[Noisebridge-discuss] ML Meetup, tonight, 8PM!

Thu Apr 16 01:22:00 UTC 2009

On Wed, Apr 08, 2009 at 04:24:00PM -0700, Josh Myer wrote:
> Tonight, we'll be using a neural network library to do classification,
> and hopefully working up to some light-duty OCR.

I've been meaning to send this followup to last week's ML meeting for a
while now, but I kept getting distracted; sorry.

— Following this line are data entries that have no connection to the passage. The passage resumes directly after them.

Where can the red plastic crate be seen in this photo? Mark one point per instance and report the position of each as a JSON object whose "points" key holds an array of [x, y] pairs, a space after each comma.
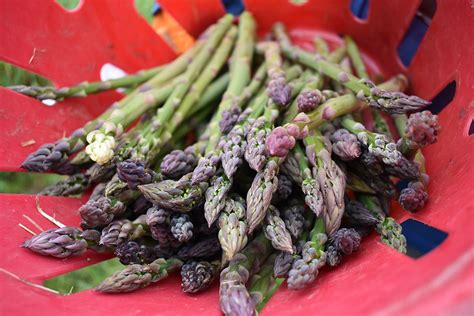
{"points": [[69, 47]]}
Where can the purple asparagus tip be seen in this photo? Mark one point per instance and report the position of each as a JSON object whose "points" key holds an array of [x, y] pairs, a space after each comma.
{"points": [[308, 100], [228, 119], [423, 128], [279, 91], [346, 240], [414, 197], [61, 242], [134, 173], [280, 142], [345, 145]]}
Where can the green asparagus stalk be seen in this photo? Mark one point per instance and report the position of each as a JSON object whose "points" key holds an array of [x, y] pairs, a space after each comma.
{"points": [[137, 276], [310, 184], [304, 270], [239, 79], [332, 181], [278, 89], [365, 90], [87, 88], [378, 144], [263, 284], [389, 230], [234, 296], [275, 230], [174, 111], [232, 228]]}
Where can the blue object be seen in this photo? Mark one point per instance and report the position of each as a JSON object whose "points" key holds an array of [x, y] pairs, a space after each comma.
{"points": [[360, 8], [234, 7], [412, 39], [421, 238], [443, 98], [402, 184], [156, 8]]}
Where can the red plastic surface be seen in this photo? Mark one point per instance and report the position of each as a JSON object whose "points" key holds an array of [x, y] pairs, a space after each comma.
{"points": [[71, 47]]}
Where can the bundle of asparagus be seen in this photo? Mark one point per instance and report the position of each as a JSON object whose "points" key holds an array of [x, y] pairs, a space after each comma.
{"points": [[283, 175]]}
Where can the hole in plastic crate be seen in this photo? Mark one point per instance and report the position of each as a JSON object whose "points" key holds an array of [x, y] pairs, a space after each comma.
{"points": [[170, 30], [234, 7], [360, 8], [443, 98], [416, 31], [471, 128], [26, 182], [145, 9], [83, 279], [421, 238], [298, 2], [11, 75], [69, 4]]}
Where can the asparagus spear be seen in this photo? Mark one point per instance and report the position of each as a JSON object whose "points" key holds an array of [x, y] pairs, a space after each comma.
{"points": [[304, 270], [239, 78], [60, 242], [234, 146], [232, 227], [73, 185], [420, 130], [86, 88], [278, 89], [392, 102], [275, 230], [54, 157], [198, 275], [332, 181], [263, 284], [137, 276], [310, 183], [234, 297], [390, 231]]}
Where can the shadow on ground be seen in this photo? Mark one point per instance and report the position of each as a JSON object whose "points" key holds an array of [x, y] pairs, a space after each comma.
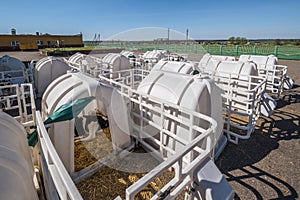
{"points": [[256, 168]]}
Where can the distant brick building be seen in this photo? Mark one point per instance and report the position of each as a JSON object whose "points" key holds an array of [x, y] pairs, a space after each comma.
{"points": [[30, 42]]}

I put the code I wrote last week on github.  There's a perl script,
mnist-converter.pl, which can convert the MNIST handwriting data to the
file format that libfann expects:

    http://github.com/mct/noisebridge/blob/d6ba0c6a90156951f8db24ef7ce2dadb8f69e8d9/machine-learning/mnist/mnist-converter.pl

(Does anyone know offhand if there's a way to tell github to display
the version of a given file from "head", rather than always specifying
a particular commit in the URL?)

Here's the output of that script on the MNIST 10k sample set.  I'd be
very curious if this matches up with the data other people ended up:

    http://github.com/mct/noisebridge/raw/d6ba0c6a90156951f8db24ef7ce2dadb8f69e8d9/machine-learning/fann/t10k-fann-input.dat

That script is also able to convert the MNIST images to PPM files, a very
simple graphics file format which can easily be converted to GIF images
using ppmtogif(1), convert(1).  I converted each image in the 10k set to
a GIF, grouped them by label, then used montage(1) to create a collage of
images for each digit.  The resulting set of images is *really* fun to
scroll through:

    http://mct.github.com/noisebridge/machine-learning/mnist/

As far as actually using the 10k sample set to train a neural network, that
hasn't gone so well yet.  At 83c last Wednesday, I wrote learn.c, which was
heavily based on examples/xor_train.c from the fann-2.1.0 distribution.  It
was modified based on some pointers from Josh to set the number of inputs,
outputs, hidden nodes, etc correctly:

    http://github.com/mct/noisebridge/blob/d6ba0c6a90156951f8db24ef7ce2dadb8f69e8d9/machine-learning/fann/learn.c

For the initial run, we set the maximum number of iterations (max_epochs)
to 500,000, but it looks like that value is just way too high.  I started
running this program last Wednesday evening around 2am on a machine with a
2Ghz Xeon processor, and it's still going as of this writing.  You can view
its (timestamped) stdout, at:

    http://github.com/mct/noisebridge/raw/d6ba0c6a90156951f8db24ef7ce2dadb8f69e8d9/machine-learning/fann/t10k-learn-stdout-20090409.gz

The error rate fell pretty quickly to between 0.009 and 0.008, but it looks
like its just been oscillating between those points for most of the time
since.  More interesting, if you look at the bottom of the file, the error
rate started to rise a bit.  Hmm.

I was really hoping I would be able to let this program run until it
completed all 500,000 iterations, but unfortunately the data center where
the machine is located will be undergoing a scheduled power maintenance
tomorrow night.  Judging by the rate it's been running at so far, it
wouldn't finish until sometime this weekend, well after the scheduled
maintenance.  Worse, the way the code is structured, it won't be able
to write to disk any of the training data it's been producing until all
500,000 iterations are completed.  Oh, well.  If only I had compiled it
with debugging symbols, so that I could attach with gdb and alter the
value of the iterator... :-)

I'll need to examine the output some more, pick an iteration number that
looked like a good compromise between error rates, then run it again with
max_epochs set appropriately.

-mct